Dieses Gegenargument spiegelt die Einsichten von David Humes Philosophie: «Ich habe in zu vielen anderen, uns weit vertrauteren Dingen die Unvollkommenheiten, ja Widersprüche der menschlichen Vernunft kennengelernt, als daß ich mir von ihren schwachen Hypothesen über einen so erhabenen und vom Kreis unserer Beobachtung so weit entfernten Gegenstand jemals irgendwelchen Erfolg versprechen könnte.»[61]

Nehmen wir an, entgegen diesen Überlegungen würden wir irgendwie die physikalischen Gesetze des Universums als Beweis für ein übernatürliches oberstes Wesen interpretieren. Dann wäre es ein riesiger Glaubenssprung, die biologische Geschichte, die sich auf diesem Planeten abgespielt hat, einem göttlichen Eingriff zuzuschreiben. Wenn die Beweise aus Biologie und Anthropologie irgendetwas zu bedeuten haben, dann wäre es ein ebenso großer Fehler, wie Platon und Kant universelle moralische Vorschriften zu formulieren, die unabhängig von den Idiosynkrasien des menschlichen Lebens existieren, also eine gottgewollte Moral, wie sie C. S. Lewis und andere christliche Apologeten so wortreich verfechten. Nein, wir haben guten Grund, den Ursprung von Religion und Moral als besondere Ereignisse in der Evolutionsgeschichte der Menschheit und mithin als Folge der natürlichen Selektion zu erklären.[62]

Vielfache Belege weisen darauf hin, dass organisierte Religion ein Ausdruck des Tribalismus ist. Jede Religion lehrt ihre Anhänger, dass sie auserwählt sind und dass ihre Schöpfungsgeschichte, ihre Moralvorschriften und ihre göttlich gewährten Privilegien denen aus anderen Religionen überlegen sind. Wohltätigkeit und andere altruistische Handlungen konzentrieren sich auf Religionsgenossen; wenn sie auch auf Außenstehende ausgedehnt werden, dann gewöhnlich aus missionarischen Gründen und um damit den Stamm und seine Verbündeten zu stärken. Kein religiöser Anführer fordert je dazu auf, rivalisierende Religionen kennenzulernen und sich für die zu entscheiden, die einem für sich persönlich und für die Gesellschaft am geeignetsten erscheint. Stattdessen ist der Konflikt zwischen Religionen häufig ein Katalysator, wenn nicht eine direkte Ursache für Kriege. Tief Gläubige stellen ihren Glauben über alles andere und brausen leicht auf, wenn er provoziert wird. Die Macht der organisierten Religionen beruht darauf, dass sie soziale Ordnung und persönliche Sicherheit zu festigen helfen, nicht aber auf ihrem Beitrag zur Wahrheitssuche. Ziel der Religionen ist die Unterwerfung unter den Willen und das Allgemeinwohl des Stammes.

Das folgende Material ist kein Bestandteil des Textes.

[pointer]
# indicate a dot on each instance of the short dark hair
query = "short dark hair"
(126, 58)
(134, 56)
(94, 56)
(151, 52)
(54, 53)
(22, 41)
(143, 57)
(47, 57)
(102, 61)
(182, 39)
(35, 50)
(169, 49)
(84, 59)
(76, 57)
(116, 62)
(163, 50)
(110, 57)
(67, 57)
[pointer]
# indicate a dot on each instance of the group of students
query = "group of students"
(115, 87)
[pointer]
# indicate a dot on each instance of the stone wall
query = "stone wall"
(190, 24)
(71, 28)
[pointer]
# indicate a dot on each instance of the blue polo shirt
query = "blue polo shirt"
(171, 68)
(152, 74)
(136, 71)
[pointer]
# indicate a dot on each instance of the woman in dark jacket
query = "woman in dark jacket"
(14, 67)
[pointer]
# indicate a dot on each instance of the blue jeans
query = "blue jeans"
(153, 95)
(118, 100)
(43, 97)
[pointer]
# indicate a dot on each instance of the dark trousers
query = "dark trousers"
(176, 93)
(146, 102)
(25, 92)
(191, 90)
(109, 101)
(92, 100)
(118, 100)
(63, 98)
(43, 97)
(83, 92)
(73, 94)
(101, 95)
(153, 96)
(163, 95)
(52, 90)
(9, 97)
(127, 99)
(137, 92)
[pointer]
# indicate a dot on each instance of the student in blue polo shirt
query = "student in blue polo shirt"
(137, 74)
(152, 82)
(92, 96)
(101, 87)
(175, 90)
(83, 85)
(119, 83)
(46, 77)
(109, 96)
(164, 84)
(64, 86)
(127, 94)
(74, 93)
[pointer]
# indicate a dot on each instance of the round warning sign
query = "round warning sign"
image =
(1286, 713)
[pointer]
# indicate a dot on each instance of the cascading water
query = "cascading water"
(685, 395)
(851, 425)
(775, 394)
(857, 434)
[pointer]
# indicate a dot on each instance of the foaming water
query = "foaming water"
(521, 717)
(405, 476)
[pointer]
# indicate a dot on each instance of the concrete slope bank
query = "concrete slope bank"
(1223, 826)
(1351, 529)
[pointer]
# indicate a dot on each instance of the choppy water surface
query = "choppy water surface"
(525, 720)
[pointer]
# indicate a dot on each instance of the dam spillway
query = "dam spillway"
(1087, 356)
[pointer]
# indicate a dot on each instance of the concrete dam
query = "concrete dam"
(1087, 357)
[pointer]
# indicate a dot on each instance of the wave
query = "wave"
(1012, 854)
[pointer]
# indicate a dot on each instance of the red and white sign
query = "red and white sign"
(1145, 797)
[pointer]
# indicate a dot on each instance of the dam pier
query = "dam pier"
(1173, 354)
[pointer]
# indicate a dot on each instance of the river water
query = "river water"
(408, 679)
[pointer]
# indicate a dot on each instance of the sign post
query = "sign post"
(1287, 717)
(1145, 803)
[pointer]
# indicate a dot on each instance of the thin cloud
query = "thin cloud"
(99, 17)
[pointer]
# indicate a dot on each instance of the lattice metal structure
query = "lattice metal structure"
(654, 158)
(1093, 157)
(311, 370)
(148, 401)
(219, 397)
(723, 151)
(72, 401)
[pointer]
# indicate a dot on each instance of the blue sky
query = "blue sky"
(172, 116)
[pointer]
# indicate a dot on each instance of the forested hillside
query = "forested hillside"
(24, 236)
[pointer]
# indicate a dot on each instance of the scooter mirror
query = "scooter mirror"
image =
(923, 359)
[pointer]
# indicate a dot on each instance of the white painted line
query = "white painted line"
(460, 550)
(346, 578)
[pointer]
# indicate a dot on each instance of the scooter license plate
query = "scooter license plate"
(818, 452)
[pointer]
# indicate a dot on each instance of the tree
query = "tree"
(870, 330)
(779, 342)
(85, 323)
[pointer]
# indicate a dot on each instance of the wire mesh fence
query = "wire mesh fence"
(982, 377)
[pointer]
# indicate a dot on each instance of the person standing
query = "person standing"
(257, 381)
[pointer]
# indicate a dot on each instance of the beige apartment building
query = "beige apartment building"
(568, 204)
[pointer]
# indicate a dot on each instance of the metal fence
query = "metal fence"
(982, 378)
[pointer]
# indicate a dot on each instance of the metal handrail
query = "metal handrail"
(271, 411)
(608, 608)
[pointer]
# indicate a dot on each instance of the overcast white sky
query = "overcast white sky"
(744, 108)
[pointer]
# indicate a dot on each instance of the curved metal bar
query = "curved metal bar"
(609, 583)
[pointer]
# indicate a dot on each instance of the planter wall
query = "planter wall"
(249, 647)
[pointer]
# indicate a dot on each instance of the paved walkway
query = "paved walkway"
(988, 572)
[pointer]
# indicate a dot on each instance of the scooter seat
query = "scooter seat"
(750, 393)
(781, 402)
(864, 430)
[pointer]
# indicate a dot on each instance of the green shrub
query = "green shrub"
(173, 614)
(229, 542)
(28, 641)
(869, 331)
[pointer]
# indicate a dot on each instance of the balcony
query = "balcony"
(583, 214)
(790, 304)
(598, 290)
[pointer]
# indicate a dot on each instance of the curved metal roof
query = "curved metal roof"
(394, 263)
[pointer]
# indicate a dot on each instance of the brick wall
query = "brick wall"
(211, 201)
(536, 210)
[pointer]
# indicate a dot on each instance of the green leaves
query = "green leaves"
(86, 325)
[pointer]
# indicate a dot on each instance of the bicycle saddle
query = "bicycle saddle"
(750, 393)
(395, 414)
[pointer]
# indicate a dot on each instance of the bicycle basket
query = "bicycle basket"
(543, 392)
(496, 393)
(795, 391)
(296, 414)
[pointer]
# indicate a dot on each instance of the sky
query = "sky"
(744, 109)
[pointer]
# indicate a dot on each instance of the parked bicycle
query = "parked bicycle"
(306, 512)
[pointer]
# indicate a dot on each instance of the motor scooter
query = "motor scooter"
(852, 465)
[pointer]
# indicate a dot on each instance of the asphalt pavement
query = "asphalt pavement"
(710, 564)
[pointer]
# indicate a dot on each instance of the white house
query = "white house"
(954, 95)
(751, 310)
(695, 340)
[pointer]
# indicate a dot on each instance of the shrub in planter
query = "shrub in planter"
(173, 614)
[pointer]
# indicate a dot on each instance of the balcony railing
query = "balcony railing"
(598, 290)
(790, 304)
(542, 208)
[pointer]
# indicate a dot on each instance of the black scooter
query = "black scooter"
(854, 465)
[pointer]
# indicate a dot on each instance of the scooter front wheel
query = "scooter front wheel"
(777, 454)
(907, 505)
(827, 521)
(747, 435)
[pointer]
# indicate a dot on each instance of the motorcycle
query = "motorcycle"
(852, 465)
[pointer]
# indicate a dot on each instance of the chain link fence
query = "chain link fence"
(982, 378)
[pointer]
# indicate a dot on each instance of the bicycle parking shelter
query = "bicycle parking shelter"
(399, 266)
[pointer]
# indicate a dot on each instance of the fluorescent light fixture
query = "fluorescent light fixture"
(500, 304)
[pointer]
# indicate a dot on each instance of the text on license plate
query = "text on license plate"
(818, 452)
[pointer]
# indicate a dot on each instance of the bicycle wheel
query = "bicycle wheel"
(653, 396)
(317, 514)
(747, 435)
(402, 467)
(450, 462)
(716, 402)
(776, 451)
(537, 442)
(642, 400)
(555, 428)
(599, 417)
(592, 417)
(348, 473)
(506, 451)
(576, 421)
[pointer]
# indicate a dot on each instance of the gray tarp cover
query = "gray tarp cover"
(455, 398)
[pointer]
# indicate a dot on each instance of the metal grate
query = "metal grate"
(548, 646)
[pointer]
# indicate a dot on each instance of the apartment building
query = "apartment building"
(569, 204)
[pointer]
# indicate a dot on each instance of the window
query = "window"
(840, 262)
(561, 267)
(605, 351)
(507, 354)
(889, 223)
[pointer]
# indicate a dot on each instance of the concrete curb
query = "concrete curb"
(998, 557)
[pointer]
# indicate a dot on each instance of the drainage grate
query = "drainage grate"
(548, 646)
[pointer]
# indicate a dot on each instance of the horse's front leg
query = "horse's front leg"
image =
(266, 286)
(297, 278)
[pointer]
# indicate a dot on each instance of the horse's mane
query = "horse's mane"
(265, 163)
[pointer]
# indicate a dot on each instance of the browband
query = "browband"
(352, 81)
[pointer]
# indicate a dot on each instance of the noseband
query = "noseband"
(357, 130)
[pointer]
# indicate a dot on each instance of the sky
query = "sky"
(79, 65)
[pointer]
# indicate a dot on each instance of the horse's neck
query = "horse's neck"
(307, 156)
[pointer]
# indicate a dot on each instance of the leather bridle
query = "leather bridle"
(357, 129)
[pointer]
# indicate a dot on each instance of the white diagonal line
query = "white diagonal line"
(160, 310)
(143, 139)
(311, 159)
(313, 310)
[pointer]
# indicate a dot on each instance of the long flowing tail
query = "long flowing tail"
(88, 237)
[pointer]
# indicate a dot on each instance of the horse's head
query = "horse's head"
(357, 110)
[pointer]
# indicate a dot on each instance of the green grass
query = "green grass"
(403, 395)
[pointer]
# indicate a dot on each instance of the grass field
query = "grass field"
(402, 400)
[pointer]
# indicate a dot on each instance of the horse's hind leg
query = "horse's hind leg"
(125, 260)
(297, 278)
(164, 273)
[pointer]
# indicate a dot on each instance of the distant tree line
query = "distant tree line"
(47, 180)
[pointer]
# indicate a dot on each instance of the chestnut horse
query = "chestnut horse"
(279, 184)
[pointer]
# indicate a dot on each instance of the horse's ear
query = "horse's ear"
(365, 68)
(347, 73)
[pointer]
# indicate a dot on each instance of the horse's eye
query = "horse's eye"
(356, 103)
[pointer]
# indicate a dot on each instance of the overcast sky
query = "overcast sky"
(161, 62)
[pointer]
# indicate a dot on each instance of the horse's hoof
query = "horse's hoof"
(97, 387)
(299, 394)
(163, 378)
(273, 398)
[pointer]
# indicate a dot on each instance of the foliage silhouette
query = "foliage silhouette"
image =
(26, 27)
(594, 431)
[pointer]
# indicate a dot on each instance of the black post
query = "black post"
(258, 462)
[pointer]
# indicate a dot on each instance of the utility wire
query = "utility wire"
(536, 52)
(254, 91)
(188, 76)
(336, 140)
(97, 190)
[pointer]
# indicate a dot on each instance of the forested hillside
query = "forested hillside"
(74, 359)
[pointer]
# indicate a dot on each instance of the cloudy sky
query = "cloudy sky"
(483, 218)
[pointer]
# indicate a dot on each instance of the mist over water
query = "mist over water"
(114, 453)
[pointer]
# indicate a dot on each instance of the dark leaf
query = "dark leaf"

Die mangelnde Logik von Religionen ist keine Schwäche, sondern ihre wesentliche Stärke. Die Akzeptanz der bizarren Schöpfungsmythen bindet die Mitglieder aneinander. In den verschiedenen großen christlichen Konfessionen findet sich der Glaube, dass diejenigen, die all ihr Wollen Jesus anheimstellen, schon bald leiblich in den Himmel auffahren werden, während die Zurückgebliebenen tausend Jahre Leid erwartet, bis die Welt untergeht. Eine rivalisierende Glaubensrichtung sieht das anders, empfiehlt aber die Kommunion mit Christus auf Erden, indem man sein Fleisch isst und sein Blut trinkt – was durch den Akt der Transsubstantiation beides wörtlich zu nehmen ist. Wenn Außenstehende solche Dogmen offen in Frage stellen, gilt das als Einmischung in die Privatsphäre und als persönliche Beleidigung. Und wer sich als Anhänger einen Zweifel erlaubt, macht sich der Häresie schuldig.

Ein derart starker Stammesinstinkt konnte in der realen Welt nur durch die Evolution über Gruppenselektion aufkommen, also im Kampf von Stamm gegen Stamm. Die charakteristischen Eigenschaften der Religiosität sind die logische Folge aus dem Wirken der dynamischen Kräfte auf dieser höheren Ebene biologischer Organisation.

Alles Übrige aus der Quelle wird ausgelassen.